I know that frost auto the restoration place do a vht chrome paint around £8.00 per can.

Link:http://auto.frost.co.uk/search?w=chrome+paint


----------



## caledonia (Sep 13, 2008)

B&Q next to the radiator spray paint.


----------



## mouthyman (May 1, 2006)

for the proper chrome paint, i think its more specialist and needs a particular base coat to get the full chrome effect.

otherwise you can get a very shiny silver thats supposed to be chrome from most motor factors


----------



## Ultimate (Feb 18, 2007)

plasti-cote do one think you can get it in halfords or homebase/bandq


----------



## Hotwheels (Dec 6, 2008)

caledonia said:


> B&Q next to the radiator spray paint.


Say ill call in their tomorow cheers.


----------



## HeavenlyDetail (Sep 22, 2006)

Speak to Jim at Auto-perfection , i had this chat with him last year about proper chrome paint not aerosol stuff.
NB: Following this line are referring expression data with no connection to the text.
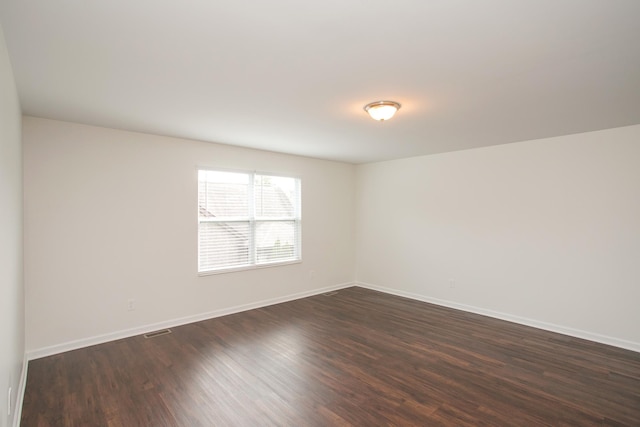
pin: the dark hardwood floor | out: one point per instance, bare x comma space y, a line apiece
357, 357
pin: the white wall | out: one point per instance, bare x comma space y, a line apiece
543, 232
11, 283
112, 215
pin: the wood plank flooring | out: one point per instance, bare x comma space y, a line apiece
358, 357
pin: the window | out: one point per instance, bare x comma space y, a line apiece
247, 219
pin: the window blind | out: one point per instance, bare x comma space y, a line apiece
247, 219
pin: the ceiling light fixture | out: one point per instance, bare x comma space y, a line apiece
382, 110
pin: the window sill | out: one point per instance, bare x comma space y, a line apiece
248, 267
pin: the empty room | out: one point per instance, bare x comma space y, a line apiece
409, 213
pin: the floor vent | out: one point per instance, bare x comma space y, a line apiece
157, 333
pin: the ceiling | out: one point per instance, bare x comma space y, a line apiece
293, 76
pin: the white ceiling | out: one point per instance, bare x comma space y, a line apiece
292, 76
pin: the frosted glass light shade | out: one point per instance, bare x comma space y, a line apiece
382, 110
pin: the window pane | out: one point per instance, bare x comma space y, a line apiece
275, 241
223, 194
223, 244
275, 197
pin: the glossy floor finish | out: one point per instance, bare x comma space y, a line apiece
357, 357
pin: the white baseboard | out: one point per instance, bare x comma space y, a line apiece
86, 342
22, 386
577, 333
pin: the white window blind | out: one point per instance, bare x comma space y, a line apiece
247, 219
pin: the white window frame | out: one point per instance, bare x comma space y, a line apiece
253, 220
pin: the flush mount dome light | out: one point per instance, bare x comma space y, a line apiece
382, 110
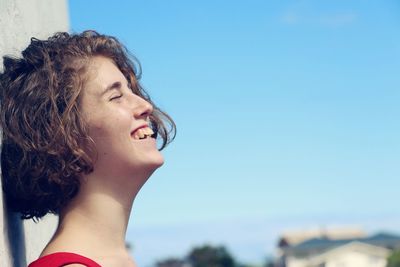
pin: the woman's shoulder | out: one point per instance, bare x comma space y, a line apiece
69, 259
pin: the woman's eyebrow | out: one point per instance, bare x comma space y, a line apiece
115, 85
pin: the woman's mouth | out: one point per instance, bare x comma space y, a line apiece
142, 133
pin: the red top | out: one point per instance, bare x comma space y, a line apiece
59, 259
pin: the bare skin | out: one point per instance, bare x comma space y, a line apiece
94, 224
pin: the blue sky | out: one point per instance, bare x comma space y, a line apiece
287, 114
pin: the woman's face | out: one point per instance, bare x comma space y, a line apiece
118, 122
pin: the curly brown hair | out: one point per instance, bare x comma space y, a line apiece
43, 133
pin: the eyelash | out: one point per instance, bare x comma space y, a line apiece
116, 97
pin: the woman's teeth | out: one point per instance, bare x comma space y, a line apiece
143, 133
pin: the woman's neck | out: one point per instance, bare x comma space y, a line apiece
95, 222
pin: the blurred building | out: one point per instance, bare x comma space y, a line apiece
338, 248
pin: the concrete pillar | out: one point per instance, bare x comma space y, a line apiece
22, 242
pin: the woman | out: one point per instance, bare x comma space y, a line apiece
78, 141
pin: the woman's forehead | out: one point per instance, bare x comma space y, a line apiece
102, 73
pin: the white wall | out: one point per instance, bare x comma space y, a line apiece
20, 243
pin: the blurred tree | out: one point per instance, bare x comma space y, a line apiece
394, 259
172, 262
209, 256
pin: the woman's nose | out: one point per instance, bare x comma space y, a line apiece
143, 108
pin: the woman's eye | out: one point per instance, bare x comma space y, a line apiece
115, 97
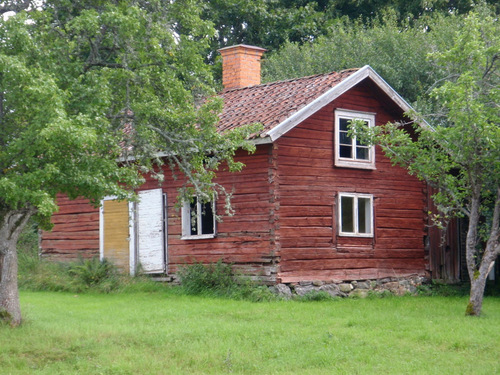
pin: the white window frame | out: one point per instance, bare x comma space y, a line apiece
353, 162
186, 221
355, 197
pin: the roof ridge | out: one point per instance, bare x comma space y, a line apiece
290, 80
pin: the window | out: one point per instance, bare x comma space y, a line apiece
198, 219
349, 152
356, 215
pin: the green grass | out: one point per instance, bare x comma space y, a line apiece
169, 333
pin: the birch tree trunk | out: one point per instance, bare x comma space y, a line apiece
12, 223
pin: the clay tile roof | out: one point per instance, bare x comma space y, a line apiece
272, 103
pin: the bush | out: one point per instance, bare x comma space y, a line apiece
216, 278
91, 272
219, 279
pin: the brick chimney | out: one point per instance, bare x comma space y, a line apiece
240, 66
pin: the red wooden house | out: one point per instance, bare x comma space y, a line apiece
312, 203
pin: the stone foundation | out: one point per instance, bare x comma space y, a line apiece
360, 289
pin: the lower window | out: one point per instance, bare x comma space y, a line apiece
198, 219
356, 214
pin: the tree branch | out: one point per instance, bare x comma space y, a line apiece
15, 6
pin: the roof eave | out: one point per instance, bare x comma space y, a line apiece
332, 94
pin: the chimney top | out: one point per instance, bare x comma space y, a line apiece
240, 66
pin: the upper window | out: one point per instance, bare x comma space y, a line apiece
356, 215
198, 219
349, 152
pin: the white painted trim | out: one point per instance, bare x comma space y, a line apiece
356, 196
132, 234
186, 222
334, 93
132, 238
353, 162
261, 141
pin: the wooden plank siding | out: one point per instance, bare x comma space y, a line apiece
310, 247
75, 232
246, 239
285, 201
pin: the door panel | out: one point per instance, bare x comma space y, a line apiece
115, 215
150, 231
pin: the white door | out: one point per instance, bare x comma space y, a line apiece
151, 239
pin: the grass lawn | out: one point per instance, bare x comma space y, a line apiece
166, 333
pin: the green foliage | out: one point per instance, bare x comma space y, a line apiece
216, 278
219, 279
271, 24
93, 271
398, 53
459, 153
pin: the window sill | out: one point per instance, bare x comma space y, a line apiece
355, 164
361, 235
198, 237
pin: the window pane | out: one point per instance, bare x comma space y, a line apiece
364, 215
207, 219
345, 152
193, 220
346, 207
362, 153
343, 124
345, 139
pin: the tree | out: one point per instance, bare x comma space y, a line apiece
85, 84
398, 53
460, 155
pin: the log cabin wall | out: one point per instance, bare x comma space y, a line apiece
247, 239
75, 233
310, 247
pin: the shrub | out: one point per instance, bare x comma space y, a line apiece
216, 278
219, 279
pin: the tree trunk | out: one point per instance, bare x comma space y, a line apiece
11, 225
478, 273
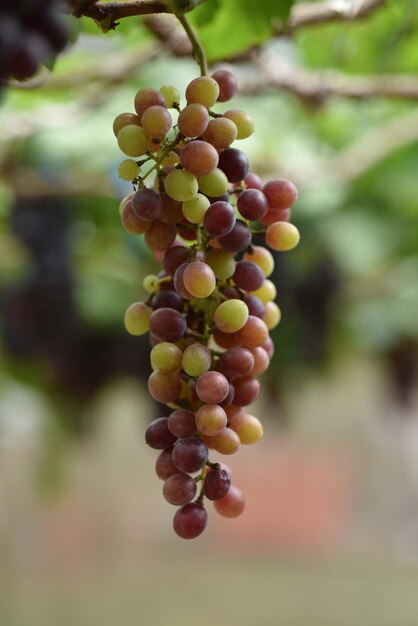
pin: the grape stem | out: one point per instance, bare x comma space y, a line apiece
197, 48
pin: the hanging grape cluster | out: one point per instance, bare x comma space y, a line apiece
211, 307
32, 32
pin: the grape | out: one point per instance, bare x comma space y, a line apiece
234, 164
194, 210
255, 306
179, 489
272, 315
199, 158
147, 204
164, 386
170, 94
128, 169
167, 324
159, 236
227, 442
238, 239
132, 140
282, 236
137, 318
266, 292
166, 357
182, 423
219, 219
247, 390
212, 387
248, 276
157, 434
261, 361
236, 362
252, 204
131, 222
174, 257
164, 466
193, 120
123, 119
231, 315
156, 121
199, 279
261, 257
243, 122
190, 454
248, 428
204, 90
252, 181
217, 484
181, 185
147, 97
211, 419
253, 333
231, 505
228, 84
213, 184
280, 194
196, 359
220, 132
167, 299
190, 521
222, 263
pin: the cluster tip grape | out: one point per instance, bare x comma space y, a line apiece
211, 307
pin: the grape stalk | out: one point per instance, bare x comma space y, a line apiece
211, 307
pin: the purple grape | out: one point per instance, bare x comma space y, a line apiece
190, 521
217, 484
234, 164
190, 454
219, 219
237, 239
248, 276
252, 204
158, 436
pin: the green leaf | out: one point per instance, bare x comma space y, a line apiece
229, 27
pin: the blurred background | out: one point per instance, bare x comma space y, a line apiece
330, 531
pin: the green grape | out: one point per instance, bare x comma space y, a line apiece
128, 169
203, 90
231, 315
196, 359
181, 185
137, 318
282, 236
199, 279
132, 140
243, 122
222, 263
214, 184
170, 94
166, 357
194, 210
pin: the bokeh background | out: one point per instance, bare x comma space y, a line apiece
330, 533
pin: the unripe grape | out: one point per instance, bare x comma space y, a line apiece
243, 122
137, 318
204, 90
199, 158
231, 316
132, 140
128, 169
282, 236
181, 185
170, 94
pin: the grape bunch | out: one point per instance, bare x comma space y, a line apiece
32, 32
210, 309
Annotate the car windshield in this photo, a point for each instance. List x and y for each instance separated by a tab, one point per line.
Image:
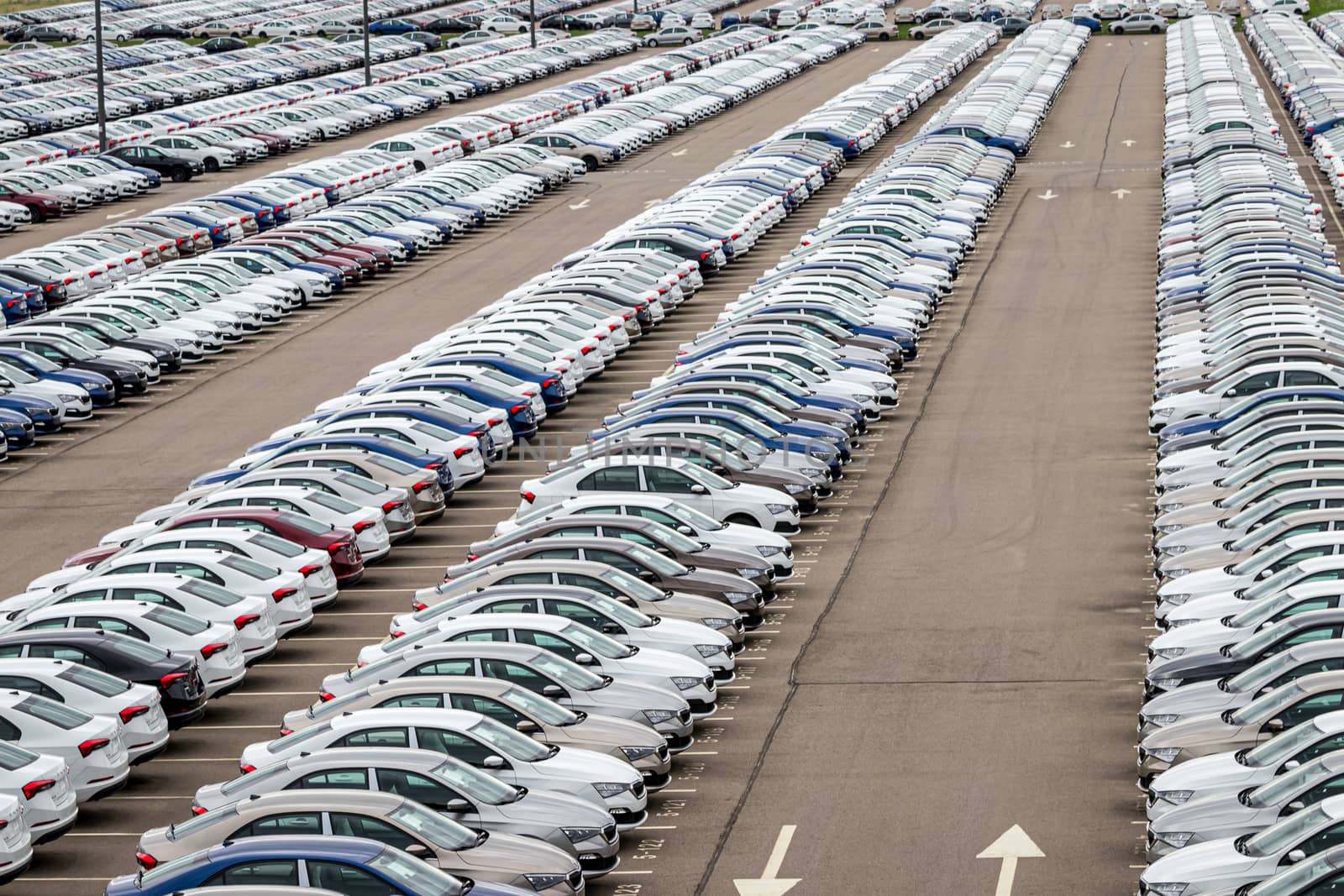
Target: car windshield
1284	788
97	681
508	741
414	875
566	672
1280	748
548	711
595	642
249	567
655	560
1267	705
1263	673
208	591
481	788
632	586
53	712
1287	833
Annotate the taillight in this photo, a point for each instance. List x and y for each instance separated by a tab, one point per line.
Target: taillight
212	649
168	680
89	746
131	712
35	788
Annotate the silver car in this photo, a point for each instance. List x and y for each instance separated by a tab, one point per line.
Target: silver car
452	788
1247	812
389	819
508	705
537	669
510	755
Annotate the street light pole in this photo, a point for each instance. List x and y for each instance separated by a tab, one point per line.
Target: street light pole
369	74
100	76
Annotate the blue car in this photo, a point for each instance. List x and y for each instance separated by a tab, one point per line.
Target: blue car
347	866
100	387
375	443
1283	396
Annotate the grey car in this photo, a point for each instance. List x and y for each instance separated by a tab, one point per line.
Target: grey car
452	788
389	819
533	668
511	705
1247	812
1280	710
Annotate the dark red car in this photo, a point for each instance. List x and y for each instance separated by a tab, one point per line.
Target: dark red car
347	562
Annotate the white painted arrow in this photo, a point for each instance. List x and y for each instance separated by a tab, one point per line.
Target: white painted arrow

If i remember correctly he helped me out with advise.


----------



## Hotwheels (Dec 6, 2008)

vxrmarc said:


> Speak to Jim at Auto-perfection , i had this chat with him last year about proper chrome paint not aerosol stuff. If i remember correctly he helped me out with advise.


Were will he be on this site cheers.


----------



## KleenChris (Apr 4, 2008)

I think real chrome is actually a chemical process, there was / is A BMW M3 which had / has real chrome paint

Google 'Chrome m3' and you will see


----------



## HeavenlyDetail (Sep 22, 2006)

http://lonewolf-online.net/photos/cars-from-internet/chrome_car.jpg

http://www.bmwquebec.com/pics/chrome/chrome5.jpg


----------



## KleenChris (Apr 4, 2008)

Thats the one...probably not cheap either


----------



## tonz (Sep 21, 2008)

caledonia said:


> B&Q next to the radiator spray paint.


Was thinking the same when I first read , sure I have a tin buried in the garage somewhere


----------



## monzablue16v (Jan 24, 2008)

House of Kolor (sic) do a chrome paint but it's not cheap. Does look like chrome though


----------



## HeavenlyDetail (Sep 22, 2006)

monzablue16v said:


> House of Kolor (sic) do a chrome paint but it's not cheap. Does look like chrome though


Thats true , give Paul a ring..


----------



## Hotwheels (Dec 6, 2008)

Found some Chrome paint in b&q cost £2.89 not bad i have painted my front grill this afternoon and finished with a second coat of collinite looks good.


----------